A blue ruler measuring 6 inches is placed next to an oyster. The oyster is the same length as the ruler.

In 2012, the federal government declared a fishery disaster in Apalachicola. In 2015, FWRI received permanent funding from state revenue for an oyster monitoring program as well as supplemental funding related to the disaster declaration.  These funds allowed for additional staff and start-up funds for equipment and outfitting a laboratory in Eastpoint.  Researchers began monitoring the oyster populations  in Apalachicola Bay by conducting pre- and post-season assessments of oyster density, monthly spat settlement rates, and monthly health and reproductive status. Additional funds became available from the Deepwater Horizon oil spill settlement. 

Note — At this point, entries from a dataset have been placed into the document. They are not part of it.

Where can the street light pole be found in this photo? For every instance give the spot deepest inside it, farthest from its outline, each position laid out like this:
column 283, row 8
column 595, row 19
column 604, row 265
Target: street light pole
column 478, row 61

A project funded by the National Fish & Wildlife Foundation (NFWF) sought to identify the most optimal and cost-effective shell cultching strategies for future restoration efforts by planting fossilized oyster shell in different densities (0, 100, 200, 300, and 400 yds3/ac) at three 10-acre sites in Apalachicola Bay. 

Additional oil spill funds continue to be distributed through the Trustee Implementation Group (TIG), the state of Florida committee that helps to distribute Deepwater Horizon settlement funds. The goal of the additional funds will be to fill in data gaps to improve future restoration decisions.  This project targets six estuaries: Pensacola, St. Andrew Bay, Suwanee Sound, Withlacoochee/Crystal River, Tampa Bay, and Charlotte Harbor.  The FL-TIG project will develop Habitat Suitability Indices for oysters, conduct benthic mapping in regions where the resources are poorly known, study larval seasonality, sedimentation, wave energy, water quality, oyster density and size distribution.